Back in the classroom, Berger lets Morfei takes the reins as he explains the next section of choreography. At times, the class splits into two groups, based on gender, to work on footwork and arm styling for specific sections, Morfei leading the males.

“It needs to be a cross, step-out, and lunge,” Berger instructs, demonstrating at the same time. She adds choreography and then isolates just the arms for practice.

During the last minutes of a two-hour class, Berger calls out the choreography they have learned while the dancers walk through the steps. The dancers try it twice before she adds the music, encouraging them to try it at regular speed.

“It’s fast!” exclaims a student in surprise as the selection ends.

Berger agrees, reminding them that there are still many weeks until their upcoming performance to get it perfect, as they exit the studio room.

While she is still thankful for finding the current location, Berger adds that she has big dreams for her company.

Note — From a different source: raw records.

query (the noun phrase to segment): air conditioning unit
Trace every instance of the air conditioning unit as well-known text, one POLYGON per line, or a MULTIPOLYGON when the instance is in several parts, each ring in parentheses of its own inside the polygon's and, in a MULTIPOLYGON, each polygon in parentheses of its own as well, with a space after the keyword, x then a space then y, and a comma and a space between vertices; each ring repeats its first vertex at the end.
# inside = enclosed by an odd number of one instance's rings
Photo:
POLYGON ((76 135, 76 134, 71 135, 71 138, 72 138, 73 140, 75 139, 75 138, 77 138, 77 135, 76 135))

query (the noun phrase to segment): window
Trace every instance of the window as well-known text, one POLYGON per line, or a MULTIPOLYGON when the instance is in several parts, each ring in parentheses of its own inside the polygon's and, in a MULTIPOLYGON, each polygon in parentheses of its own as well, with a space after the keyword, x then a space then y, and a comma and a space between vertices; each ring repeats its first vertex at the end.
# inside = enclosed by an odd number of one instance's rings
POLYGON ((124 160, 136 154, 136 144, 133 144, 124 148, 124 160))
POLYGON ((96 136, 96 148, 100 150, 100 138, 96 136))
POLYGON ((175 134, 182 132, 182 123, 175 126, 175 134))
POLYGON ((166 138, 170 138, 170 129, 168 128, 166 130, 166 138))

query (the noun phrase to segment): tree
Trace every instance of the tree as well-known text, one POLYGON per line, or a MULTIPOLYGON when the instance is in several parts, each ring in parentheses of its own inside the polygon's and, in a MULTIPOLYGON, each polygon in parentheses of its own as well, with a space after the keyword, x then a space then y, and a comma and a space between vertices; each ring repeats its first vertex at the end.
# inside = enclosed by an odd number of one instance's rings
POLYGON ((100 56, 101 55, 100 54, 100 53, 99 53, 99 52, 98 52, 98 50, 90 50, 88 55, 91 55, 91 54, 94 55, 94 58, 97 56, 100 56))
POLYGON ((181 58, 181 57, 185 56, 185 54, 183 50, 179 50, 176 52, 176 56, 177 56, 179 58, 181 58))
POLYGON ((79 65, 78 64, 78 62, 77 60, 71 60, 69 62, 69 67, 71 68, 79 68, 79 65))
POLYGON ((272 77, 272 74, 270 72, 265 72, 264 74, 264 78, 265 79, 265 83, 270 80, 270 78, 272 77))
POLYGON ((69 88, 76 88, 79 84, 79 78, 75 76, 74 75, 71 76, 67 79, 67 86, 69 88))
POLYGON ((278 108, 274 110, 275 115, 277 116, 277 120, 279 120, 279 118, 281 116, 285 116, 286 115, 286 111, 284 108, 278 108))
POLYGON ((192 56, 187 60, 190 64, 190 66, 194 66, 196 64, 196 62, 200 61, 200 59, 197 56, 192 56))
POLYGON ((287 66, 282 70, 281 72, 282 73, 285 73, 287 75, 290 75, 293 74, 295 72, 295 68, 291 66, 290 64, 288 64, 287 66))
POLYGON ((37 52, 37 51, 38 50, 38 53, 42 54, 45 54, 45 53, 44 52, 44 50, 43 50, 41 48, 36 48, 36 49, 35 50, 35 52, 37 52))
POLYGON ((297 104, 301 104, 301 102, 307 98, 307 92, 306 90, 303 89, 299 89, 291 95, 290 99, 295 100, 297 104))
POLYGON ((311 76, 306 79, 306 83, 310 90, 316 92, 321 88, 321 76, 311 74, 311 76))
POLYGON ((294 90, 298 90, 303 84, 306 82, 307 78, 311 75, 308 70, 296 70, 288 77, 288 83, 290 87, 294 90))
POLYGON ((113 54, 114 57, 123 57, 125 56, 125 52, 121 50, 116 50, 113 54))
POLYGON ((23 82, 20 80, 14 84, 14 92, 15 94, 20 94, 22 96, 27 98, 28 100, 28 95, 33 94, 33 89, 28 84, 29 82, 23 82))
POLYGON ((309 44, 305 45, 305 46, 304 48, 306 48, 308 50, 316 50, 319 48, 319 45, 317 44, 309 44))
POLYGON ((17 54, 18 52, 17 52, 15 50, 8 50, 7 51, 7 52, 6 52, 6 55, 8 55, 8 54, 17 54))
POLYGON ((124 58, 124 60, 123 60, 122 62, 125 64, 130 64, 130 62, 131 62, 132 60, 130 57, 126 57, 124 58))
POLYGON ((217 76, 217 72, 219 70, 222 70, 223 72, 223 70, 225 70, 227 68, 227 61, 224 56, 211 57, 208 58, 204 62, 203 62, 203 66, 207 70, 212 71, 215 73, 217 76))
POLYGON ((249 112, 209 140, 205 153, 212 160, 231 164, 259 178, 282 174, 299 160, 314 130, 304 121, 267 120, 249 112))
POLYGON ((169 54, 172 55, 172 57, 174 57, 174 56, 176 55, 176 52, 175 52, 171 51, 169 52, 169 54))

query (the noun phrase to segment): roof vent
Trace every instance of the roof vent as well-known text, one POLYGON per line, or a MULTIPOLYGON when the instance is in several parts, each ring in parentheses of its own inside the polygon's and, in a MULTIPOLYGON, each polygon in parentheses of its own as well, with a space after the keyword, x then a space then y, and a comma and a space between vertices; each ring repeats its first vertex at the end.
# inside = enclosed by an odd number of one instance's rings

Berger explains that initially she was renting a private space by the hour and is now renting her own space with two studio rooms. “I wanted my own space in Media,” she says. “But I didn’t even know what that meant.” Now that she’s been in the current space for a few years, she says she has an idea.

“Maybe form another studio location or find a place to have a bigger studio” she says, explaining that it would require having a completely full program to fill the studio with classes all day.

“We have a successful daytime yoga program finally,” Berger says. “In the day, you’re really limited to your audience.” She adds that she hopes to fill all of the quiet time, so that she can feel like the studio has truly outgrown its current space, while continuing to pursue its mission of using dance as a “vehicle to enhance and change lives.”

“There’s a quote about if you love what you do, you never work a day in your life,” Berger explains. “I sometimes wish I could see more friends or have evenings free, but I really love it here. There’s nowhere I’d rather be.”